You work in a field closely related to the process with which you make music; is there something that you get creatively from making music vs the creativity involved in engineering?
Absolutely – the reason I love this so much is I work with neuro science, big electron microscopes, and I get to be creative ten percent of the time, I don’t get to design and be free and take liberties – there are so many rules due to safety reasons or pleasing clients. When making my instruments, I can do whatever the hell I want. The similarity is biological; the place where my machines meet me. The way it acts is unpredictable, where with a lot of other electronic music it is so easy to just slide everything into place on Pro-tools.
While you have achieved a balance using technology as a tool, there are many forms of music that use it as a crutch with things like Pro-tools – does art imitate life in this regard?

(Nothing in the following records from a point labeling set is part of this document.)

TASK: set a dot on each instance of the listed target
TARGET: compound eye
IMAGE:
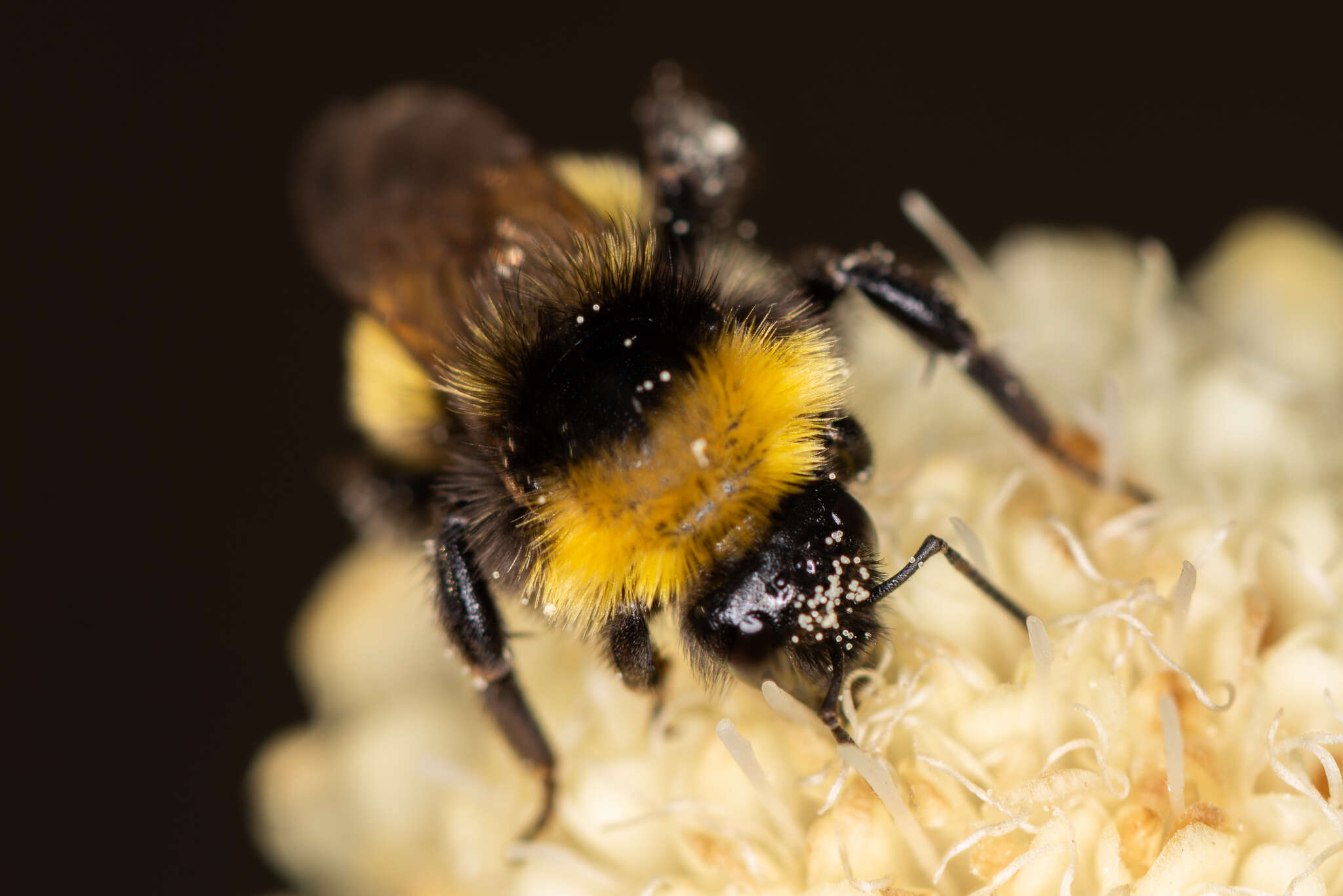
(757, 640)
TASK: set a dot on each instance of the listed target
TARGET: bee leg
(631, 652)
(931, 317)
(830, 714)
(932, 546)
(694, 157)
(466, 612)
(848, 450)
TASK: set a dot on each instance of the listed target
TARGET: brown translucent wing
(403, 198)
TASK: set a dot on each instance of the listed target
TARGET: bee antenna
(934, 546)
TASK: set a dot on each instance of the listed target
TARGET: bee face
(801, 601)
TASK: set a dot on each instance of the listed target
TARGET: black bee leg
(694, 157)
(848, 450)
(630, 650)
(931, 317)
(830, 705)
(468, 614)
(932, 546)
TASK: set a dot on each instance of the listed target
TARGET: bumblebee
(607, 399)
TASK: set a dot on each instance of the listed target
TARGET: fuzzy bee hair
(642, 423)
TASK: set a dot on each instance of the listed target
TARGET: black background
(176, 360)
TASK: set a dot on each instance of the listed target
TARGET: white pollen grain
(698, 449)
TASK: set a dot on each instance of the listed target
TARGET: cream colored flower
(1103, 751)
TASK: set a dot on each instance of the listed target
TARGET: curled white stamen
(974, 837)
(1016, 865)
(1150, 640)
(1295, 781)
(1313, 867)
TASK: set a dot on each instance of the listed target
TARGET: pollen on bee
(698, 449)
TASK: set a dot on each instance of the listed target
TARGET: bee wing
(402, 198)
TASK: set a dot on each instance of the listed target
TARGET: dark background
(176, 360)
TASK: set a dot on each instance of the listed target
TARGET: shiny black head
(801, 601)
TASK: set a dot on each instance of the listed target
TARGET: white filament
(1295, 781)
(744, 755)
(879, 778)
(963, 260)
(1181, 600)
(1173, 741)
(1112, 435)
(1081, 559)
(974, 547)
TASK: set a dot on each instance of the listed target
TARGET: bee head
(801, 602)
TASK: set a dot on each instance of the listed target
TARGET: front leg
(630, 649)
(931, 317)
(696, 160)
(468, 614)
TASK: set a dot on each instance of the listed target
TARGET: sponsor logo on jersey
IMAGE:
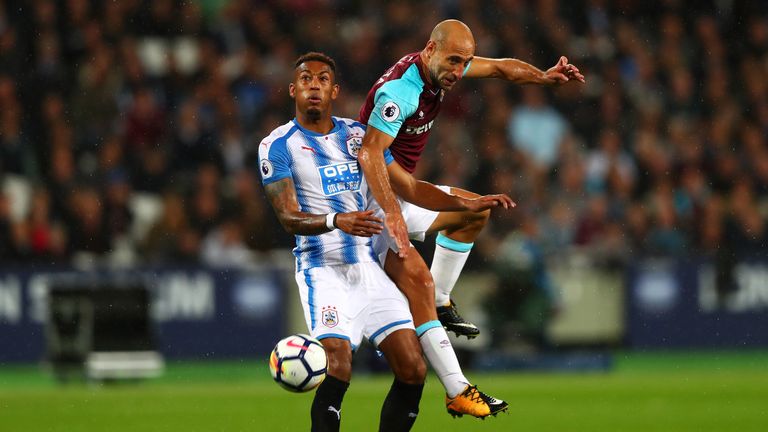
(413, 130)
(353, 145)
(266, 168)
(330, 317)
(390, 111)
(341, 177)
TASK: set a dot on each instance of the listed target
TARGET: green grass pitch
(676, 392)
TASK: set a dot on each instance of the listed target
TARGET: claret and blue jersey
(404, 105)
(327, 178)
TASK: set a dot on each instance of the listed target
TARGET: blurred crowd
(128, 129)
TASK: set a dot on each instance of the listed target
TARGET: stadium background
(127, 139)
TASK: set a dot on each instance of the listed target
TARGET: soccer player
(312, 178)
(400, 111)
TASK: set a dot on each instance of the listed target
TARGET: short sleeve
(392, 106)
(274, 161)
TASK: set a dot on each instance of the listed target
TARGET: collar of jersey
(335, 128)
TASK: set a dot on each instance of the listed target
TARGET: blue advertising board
(197, 313)
(679, 303)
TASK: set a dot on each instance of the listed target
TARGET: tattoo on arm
(282, 196)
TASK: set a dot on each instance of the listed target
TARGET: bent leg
(458, 231)
(326, 406)
(413, 278)
(401, 407)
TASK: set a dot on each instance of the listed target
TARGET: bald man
(400, 111)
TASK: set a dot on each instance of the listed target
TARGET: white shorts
(418, 220)
(351, 302)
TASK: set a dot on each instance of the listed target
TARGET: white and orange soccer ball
(298, 363)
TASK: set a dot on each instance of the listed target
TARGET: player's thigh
(387, 309)
(403, 353)
(410, 274)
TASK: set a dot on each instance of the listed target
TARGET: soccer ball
(298, 363)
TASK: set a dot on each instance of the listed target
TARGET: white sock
(439, 352)
(450, 257)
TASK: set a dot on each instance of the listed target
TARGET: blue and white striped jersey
(327, 178)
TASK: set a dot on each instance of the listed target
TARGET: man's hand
(563, 72)
(489, 201)
(361, 224)
(399, 231)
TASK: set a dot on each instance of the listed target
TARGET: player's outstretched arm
(282, 196)
(429, 196)
(521, 72)
(371, 158)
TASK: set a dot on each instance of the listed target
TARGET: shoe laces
(474, 395)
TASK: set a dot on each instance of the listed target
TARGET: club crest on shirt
(390, 111)
(353, 145)
(266, 168)
(330, 316)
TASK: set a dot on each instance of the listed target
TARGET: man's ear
(430, 49)
(335, 92)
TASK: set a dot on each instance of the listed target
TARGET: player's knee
(413, 371)
(339, 360)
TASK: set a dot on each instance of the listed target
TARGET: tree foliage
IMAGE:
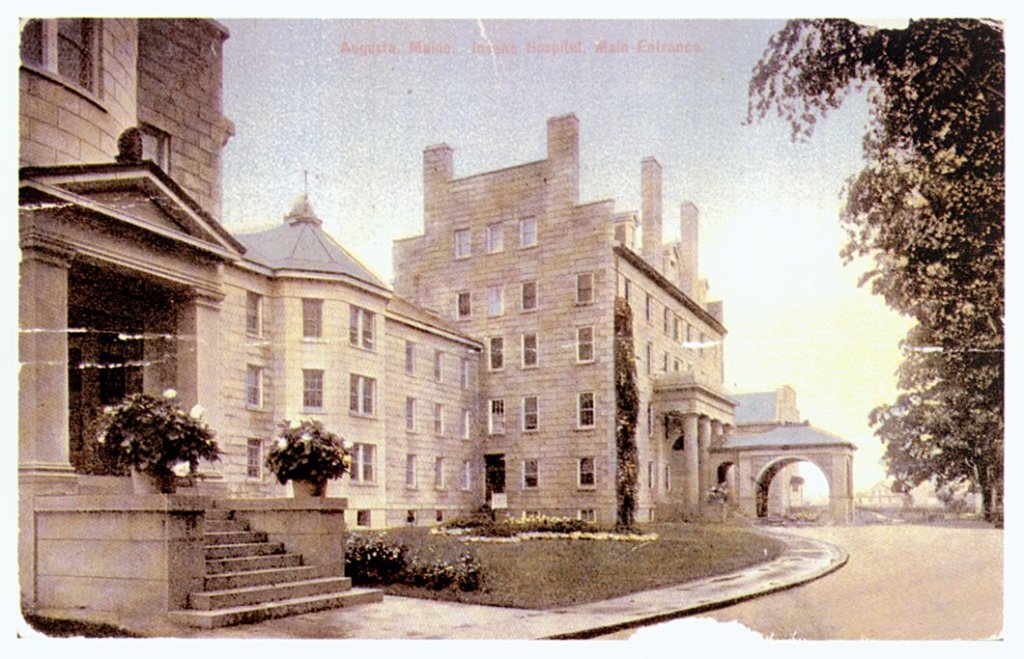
(928, 209)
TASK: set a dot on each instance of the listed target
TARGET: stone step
(260, 612)
(232, 537)
(211, 600)
(244, 579)
(248, 563)
(243, 550)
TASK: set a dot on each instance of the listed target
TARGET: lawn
(543, 574)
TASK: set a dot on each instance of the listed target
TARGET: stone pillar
(704, 457)
(43, 454)
(691, 466)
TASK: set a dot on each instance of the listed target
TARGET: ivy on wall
(627, 412)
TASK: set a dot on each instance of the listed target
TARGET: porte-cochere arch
(751, 456)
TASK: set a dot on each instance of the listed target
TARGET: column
(704, 457)
(691, 466)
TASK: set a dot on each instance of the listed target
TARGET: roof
(791, 435)
(756, 408)
(300, 244)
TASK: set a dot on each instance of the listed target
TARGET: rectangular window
(528, 298)
(360, 394)
(411, 414)
(463, 305)
(438, 419)
(585, 344)
(364, 456)
(529, 474)
(496, 419)
(360, 327)
(411, 471)
(312, 390)
(254, 458)
(254, 318)
(439, 473)
(585, 288)
(496, 235)
(530, 413)
(586, 473)
(496, 300)
(462, 250)
(585, 409)
(527, 231)
(410, 357)
(312, 318)
(528, 349)
(496, 353)
(254, 387)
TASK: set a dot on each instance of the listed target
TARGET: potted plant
(158, 440)
(309, 455)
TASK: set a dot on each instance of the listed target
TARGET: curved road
(901, 582)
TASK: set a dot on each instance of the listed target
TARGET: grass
(544, 574)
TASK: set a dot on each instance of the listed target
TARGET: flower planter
(301, 489)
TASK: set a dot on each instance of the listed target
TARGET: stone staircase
(249, 579)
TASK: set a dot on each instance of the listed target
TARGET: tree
(929, 210)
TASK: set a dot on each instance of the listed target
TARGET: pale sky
(769, 230)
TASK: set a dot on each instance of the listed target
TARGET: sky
(352, 103)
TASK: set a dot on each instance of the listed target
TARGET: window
(364, 456)
(585, 409)
(587, 476)
(312, 318)
(585, 288)
(254, 304)
(438, 419)
(411, 471)
(360, 327)
(411, 414)
(463, 305)
(254, 458)
(496, 236)
(439, 473)
(530, 414)
(529, 474)
(527, 231)
(360, 394)
(77, 42)
(528, 298)
(585, 344)
(496, 420)
(529, 349)
(254, 387)
(496, 300)
(410, 357)
(312, 390)
(462, 244)
(496, 353)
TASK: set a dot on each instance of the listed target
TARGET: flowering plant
(156, 437)
(307, 451)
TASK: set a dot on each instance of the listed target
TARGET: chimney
(689, 242)
(437, 171)
(650, 210)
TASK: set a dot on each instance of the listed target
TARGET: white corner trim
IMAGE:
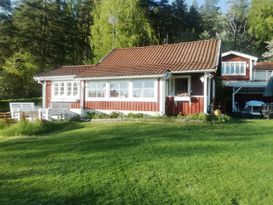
(239, 54)
(54, 78)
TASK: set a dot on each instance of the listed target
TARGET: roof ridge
(180, 43)
(82, 65)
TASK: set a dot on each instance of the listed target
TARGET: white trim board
(239, 54)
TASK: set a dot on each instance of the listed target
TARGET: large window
(65, 89)
(97, 89)
(143, 89)
(233, 68)
(263, 75)
(119, 89)
(122, 90)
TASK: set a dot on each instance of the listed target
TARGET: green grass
(162, 162)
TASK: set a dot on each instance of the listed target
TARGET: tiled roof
(264, 66)
(155, 60)
(150, 60)
(66, 70)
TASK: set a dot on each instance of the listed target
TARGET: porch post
(162, 96)
(209, 91)
(234, 92)
(213, 89)
(82, 91)
(205, 93)
(44, 94)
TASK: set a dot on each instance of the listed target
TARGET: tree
(6, 30)
(211, 17)
(119, 23)
(236, 18)
(268, 55)
(57, 29)
(261, 20)
(17, 80)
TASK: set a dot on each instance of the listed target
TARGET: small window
(62, 89)
(119, 88)
(143, 88)
(181, 87)
(97, 89)
(56, 89)
(75, 89)
(69, 88)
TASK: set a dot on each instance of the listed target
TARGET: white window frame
(223, 70)
(106, 94)
(119, 89)
(65, 97)
(172, 84)
(130, 97)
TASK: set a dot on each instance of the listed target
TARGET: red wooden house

There is a blog I read every day because it has so much good stuff on it, called Createdigitalmusic.com, run by a musician named Peter Kirn. He reviews electronic music, and there are so many good tools on there. A lot of people depend on those devices – iPads and iPhones – but the best music is still played on instruments, you have to get out of the box. There is an element of anxiety with music nerds to have the newest thing, and they get bummed out and overwhelmed. Just narrow it down to one thing, one drum machine. I think good music comes from good song writing. Spending the time to learn just a couple of drum machines to sync together, or say no, I am just using fruity loops and sticking to that.
On the heels of the post-punk revival, some new industrial bands like Youth Code slipped in behind this wave; are you seeing this scene grow on tour or are you still mainly getting metal heads?
Bands like Youth Code are few and far between – they are kind of dancey but heavy. They can make it work live, there is a reason they are on tour with Skinny Puppy. If I go into a club and see two guys in leather and one has a lap top and the other microphone, I leave fast. They created the fashion first and the the music second, but I would almost rather play with them than the stoner psyche band which is rude to you right when they show up with patches, sunglasses and long hair – the same can be said for them, I really have a beef with fashion and music.
Although Ogre dresses up on stage, it’s the music that has always come first.
Skinny Puppy and Nine Inch Nails, you can’t bring them into the conversation – they go back to the 90s. I would love to get an ear to 20 to 25, even if they are doing something new and different, those are the guys I want to play with.
So in preparation for the tour, what are you doing differently when you hit the road this time?
I have been building up to this since last October. Did the Horror Core festival and playing other festivals, and I’m playing the whole new album except for two songs, then maybe “Terror Bird” – they won’t let me leave without playing that. I don’t play big clubs when I am touring on my own, and the p/a systems can be limited; we need to bass to be visceral so if it’s one sub and a couple of horns and scoops, that’s a problem. Not only am I bringing the cabinets, but we are packing up our sound system and bringing it with us. Fifteen channel sub set, sound guy who handles all of that – which really makes a difference – then I have these masks that are mic’d to get different feedback and effects. I’m pretty pumped, I’m having to do push ups and surf to get myself into shape for it. I also have a guy handling visuals, who projects things onto me and the equipment.
So what new music should we keep our ears open for?
First off, the band we are touring with, Muscle and Marrow – its a female guitarist and a drummer, they have somewhat of a Chelsea Wolfe feel, but doomy and without the blues element; their singer, Kira, is coming over this week to rehearse because she is going on stage with me to sing some of the harmony parts, so it will be nice to not be by myself on stage. Also, Mount Eerie out of Washington, who is very ambient; and Modern Love from Andy Stott, which has more of a Portishead trip hop dub feel.